Pacific School of Physician Assistant Studies Wins $450,000 Federal Grant for Opioid Treatment
As the United States grapples with an epidemic of opioid abuse, a key government health agency has awarded Pacific University a $450,000, three-year grant to bring more physician assistants to the front lines of treatment.
The grant by the federal Substance Abuse and Mental Health Services Administration (SAMHSA) is for a project called “Physician Assistant Student Training – Medication-Assisted Treatment,” and it will accelerate the ability of physician assistants to prescribe medications to those suffering from opioid abuse, or Opioid Use Disorder, said Dr. Mary Von, professor and director of Pacific’s School of Physician Assistant Studies.
Up to 180 Pacific physician assistant students will take part in the project during the three-year grant period and, prior to graduation, will interact with a minimum of 4,320 patients during clinical rotations, the school said. By including medication-assisted treatment training in the first and second years of the students’ curriculum, Von said, they will be ready when they graduate to seek authority to prescribe medications to treat opioid abuse.
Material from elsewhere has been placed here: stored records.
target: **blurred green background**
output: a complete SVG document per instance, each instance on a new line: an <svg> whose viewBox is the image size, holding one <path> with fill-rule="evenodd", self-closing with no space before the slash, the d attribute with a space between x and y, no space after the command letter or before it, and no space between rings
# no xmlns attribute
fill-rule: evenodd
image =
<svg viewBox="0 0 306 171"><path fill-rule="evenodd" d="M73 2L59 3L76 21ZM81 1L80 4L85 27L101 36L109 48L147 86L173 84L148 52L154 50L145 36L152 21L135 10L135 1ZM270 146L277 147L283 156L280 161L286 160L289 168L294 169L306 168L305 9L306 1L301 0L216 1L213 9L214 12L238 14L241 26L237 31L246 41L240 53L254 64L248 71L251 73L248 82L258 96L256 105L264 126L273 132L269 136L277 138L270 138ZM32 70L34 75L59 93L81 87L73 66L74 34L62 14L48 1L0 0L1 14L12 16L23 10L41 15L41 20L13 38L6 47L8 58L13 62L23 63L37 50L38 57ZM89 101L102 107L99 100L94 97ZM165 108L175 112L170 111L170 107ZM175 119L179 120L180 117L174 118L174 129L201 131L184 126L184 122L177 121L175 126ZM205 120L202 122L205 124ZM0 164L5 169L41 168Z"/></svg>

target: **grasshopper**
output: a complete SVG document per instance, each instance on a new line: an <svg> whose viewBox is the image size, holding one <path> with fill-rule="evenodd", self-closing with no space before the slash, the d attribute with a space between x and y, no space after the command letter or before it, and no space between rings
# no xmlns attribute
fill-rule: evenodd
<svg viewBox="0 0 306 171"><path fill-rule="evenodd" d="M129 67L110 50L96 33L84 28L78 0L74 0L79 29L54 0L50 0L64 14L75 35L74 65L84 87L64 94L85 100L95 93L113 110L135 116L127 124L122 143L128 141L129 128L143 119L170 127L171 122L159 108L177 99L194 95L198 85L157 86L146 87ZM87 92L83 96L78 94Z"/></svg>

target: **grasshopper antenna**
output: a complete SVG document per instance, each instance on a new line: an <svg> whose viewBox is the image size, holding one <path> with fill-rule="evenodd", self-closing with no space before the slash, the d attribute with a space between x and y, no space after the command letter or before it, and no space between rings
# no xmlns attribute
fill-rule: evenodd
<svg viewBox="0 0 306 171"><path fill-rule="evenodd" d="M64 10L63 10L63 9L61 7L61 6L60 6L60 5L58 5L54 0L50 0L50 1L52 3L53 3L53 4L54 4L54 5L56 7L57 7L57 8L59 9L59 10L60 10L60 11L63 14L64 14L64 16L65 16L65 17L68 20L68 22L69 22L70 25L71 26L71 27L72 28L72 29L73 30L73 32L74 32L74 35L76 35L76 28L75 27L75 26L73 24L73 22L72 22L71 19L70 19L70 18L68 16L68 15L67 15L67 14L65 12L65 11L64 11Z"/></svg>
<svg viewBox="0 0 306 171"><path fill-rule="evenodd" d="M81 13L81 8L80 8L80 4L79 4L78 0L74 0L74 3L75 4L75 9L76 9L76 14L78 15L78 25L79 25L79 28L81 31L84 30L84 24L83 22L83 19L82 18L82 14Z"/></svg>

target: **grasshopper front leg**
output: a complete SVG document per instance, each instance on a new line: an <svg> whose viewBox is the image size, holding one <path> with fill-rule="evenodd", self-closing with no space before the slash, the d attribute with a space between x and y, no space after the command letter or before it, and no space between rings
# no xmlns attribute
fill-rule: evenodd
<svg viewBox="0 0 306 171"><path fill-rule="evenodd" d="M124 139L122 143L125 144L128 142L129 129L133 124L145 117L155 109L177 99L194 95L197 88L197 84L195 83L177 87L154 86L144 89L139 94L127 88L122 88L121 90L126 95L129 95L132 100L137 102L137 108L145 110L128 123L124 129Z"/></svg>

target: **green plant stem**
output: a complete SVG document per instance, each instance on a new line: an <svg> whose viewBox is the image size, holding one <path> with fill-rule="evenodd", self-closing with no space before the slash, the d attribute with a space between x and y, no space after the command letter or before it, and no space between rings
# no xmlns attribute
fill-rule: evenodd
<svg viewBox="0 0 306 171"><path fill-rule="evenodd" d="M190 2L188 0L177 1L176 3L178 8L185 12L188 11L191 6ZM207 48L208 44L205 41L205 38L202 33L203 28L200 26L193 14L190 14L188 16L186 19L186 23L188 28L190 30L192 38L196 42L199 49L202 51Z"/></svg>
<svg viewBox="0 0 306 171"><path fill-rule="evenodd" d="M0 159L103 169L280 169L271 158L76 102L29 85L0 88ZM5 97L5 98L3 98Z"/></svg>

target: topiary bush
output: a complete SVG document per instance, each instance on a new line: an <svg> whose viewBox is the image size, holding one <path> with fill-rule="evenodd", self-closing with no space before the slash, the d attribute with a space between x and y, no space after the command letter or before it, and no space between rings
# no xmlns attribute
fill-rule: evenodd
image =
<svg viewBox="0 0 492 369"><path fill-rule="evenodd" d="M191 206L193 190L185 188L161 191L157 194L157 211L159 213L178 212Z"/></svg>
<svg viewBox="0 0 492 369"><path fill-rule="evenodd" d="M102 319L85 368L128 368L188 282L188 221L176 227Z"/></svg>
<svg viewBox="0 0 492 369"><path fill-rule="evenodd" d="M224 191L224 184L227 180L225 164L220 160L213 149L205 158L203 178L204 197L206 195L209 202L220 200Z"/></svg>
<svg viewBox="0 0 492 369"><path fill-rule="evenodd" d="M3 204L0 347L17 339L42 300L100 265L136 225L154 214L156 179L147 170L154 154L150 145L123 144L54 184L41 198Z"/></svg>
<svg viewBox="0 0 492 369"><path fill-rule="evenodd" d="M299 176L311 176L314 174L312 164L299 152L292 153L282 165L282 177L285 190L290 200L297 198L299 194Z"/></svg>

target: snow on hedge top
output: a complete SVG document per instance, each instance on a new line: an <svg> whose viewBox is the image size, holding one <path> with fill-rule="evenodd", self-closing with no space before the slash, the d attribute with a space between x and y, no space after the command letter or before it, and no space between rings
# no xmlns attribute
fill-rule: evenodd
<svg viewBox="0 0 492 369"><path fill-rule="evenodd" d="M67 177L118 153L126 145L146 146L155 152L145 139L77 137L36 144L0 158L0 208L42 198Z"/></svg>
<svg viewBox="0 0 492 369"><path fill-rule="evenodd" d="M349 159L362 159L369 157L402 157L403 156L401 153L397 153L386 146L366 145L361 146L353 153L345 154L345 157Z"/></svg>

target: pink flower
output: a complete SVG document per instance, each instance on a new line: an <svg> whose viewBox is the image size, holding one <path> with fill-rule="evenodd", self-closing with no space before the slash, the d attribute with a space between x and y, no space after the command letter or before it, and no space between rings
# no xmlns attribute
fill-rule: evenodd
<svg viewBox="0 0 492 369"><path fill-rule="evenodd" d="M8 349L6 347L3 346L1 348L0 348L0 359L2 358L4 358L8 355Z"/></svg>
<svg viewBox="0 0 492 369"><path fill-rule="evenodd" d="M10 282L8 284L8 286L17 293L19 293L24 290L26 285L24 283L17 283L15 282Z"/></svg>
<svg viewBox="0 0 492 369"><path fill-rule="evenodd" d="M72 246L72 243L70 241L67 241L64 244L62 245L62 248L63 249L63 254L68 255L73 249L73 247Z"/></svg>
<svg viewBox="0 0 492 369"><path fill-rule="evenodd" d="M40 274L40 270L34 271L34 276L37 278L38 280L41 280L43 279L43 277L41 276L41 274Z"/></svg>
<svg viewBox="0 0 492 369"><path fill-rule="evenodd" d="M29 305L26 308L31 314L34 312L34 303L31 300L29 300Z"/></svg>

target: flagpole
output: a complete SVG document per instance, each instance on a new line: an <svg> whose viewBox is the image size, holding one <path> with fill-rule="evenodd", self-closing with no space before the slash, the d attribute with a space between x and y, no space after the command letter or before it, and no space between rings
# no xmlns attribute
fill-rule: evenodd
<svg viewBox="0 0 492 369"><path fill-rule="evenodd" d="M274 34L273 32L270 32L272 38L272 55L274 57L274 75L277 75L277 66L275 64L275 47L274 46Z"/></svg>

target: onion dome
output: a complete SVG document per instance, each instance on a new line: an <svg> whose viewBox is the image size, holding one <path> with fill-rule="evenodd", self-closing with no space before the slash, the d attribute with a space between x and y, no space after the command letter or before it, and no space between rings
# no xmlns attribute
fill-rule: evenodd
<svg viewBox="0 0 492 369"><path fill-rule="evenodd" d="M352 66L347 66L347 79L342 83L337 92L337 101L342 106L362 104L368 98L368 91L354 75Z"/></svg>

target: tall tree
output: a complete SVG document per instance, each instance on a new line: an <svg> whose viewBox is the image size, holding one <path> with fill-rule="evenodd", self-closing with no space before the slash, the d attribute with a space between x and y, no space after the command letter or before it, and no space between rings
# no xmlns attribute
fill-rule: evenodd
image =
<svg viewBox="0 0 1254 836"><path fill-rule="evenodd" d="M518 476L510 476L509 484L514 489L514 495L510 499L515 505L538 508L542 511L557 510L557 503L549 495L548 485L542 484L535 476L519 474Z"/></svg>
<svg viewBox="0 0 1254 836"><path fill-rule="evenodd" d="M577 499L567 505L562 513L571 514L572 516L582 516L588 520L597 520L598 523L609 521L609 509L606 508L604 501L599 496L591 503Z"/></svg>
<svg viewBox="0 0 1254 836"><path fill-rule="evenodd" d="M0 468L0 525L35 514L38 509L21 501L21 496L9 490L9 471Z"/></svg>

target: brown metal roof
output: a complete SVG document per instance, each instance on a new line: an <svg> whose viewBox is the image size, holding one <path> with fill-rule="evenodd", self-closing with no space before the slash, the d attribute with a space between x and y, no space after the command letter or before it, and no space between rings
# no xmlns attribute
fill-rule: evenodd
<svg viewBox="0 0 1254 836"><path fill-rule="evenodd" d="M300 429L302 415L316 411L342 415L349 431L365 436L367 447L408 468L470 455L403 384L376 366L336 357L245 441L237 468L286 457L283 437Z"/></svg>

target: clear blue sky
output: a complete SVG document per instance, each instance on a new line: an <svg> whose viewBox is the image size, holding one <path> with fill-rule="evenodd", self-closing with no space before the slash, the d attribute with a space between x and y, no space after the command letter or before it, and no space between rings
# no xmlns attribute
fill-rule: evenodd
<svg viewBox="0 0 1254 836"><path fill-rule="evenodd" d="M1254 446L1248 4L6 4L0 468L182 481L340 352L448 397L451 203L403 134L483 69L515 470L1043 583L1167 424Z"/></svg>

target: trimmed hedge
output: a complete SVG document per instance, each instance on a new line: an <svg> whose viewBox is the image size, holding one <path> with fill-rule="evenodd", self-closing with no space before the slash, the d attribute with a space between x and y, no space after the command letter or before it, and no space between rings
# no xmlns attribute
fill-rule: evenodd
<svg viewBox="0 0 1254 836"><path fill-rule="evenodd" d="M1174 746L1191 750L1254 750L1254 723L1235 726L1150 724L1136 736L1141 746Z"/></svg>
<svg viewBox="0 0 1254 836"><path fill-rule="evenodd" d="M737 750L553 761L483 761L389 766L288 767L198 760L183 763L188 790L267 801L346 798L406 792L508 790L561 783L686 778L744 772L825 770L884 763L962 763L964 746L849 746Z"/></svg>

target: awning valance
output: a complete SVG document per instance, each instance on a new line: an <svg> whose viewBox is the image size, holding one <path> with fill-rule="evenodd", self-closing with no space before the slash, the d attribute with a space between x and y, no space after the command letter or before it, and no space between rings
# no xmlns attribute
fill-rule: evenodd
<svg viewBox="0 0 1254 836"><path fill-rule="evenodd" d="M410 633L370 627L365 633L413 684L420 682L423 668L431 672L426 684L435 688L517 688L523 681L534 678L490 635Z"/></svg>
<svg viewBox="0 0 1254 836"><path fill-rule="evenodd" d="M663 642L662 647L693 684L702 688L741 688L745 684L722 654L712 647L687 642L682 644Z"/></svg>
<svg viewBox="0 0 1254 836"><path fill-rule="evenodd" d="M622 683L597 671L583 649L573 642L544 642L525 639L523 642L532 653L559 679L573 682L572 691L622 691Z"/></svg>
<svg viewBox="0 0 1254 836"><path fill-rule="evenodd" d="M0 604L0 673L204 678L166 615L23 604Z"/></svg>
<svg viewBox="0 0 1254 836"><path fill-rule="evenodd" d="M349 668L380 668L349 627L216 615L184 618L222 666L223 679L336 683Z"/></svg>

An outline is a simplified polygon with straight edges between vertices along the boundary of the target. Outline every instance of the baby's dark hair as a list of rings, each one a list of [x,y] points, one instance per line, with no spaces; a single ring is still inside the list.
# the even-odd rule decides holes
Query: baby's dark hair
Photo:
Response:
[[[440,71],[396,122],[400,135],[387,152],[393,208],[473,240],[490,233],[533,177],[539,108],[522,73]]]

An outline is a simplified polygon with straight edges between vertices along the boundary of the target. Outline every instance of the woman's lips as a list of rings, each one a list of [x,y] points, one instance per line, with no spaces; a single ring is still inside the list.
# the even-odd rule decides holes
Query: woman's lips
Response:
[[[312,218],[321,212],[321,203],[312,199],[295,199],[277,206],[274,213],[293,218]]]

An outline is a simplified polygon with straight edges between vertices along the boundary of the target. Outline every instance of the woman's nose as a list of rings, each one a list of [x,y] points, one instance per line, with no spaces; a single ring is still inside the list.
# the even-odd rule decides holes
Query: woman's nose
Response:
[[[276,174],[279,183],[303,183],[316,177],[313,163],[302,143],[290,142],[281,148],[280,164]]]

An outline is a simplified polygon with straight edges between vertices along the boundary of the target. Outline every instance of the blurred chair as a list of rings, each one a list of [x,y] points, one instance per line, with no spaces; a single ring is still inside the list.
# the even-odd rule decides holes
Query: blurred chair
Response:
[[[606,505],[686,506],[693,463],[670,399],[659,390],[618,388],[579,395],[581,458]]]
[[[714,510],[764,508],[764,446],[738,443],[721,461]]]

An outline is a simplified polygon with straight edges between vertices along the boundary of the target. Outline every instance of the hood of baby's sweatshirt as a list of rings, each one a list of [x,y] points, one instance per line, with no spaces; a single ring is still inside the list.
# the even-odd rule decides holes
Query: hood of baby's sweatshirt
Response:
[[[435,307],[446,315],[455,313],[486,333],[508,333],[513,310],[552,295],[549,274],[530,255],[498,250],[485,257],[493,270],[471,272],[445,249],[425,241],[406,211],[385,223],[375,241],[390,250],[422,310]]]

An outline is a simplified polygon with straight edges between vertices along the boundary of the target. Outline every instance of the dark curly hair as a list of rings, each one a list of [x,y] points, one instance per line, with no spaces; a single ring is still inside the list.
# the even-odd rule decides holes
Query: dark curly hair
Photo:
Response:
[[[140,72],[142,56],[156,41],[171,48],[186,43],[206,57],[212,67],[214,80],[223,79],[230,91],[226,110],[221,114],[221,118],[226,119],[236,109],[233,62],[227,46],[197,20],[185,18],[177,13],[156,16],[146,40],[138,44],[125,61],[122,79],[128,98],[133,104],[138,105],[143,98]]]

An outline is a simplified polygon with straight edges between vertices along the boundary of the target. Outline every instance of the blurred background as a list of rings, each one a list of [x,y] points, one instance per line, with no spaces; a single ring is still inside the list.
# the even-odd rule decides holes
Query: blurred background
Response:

Von said this is the first time SAMHSA has awarded a grant to the School of Physician Assistant Studies, but the school has been involved in several earlier grants by the federal Health Resources & Services Administration, including a current one in which Pacific was a subawardee with the Virginia Garcia Memorial Health Center. That grant deals with primary care and medication-assisted treatment training, she said.
Pacific’s School of Physician Assistant Studies offers a 27-month program that leads to a master of science in physician assistant studies. Students in the program spend extensive time in clinical settings.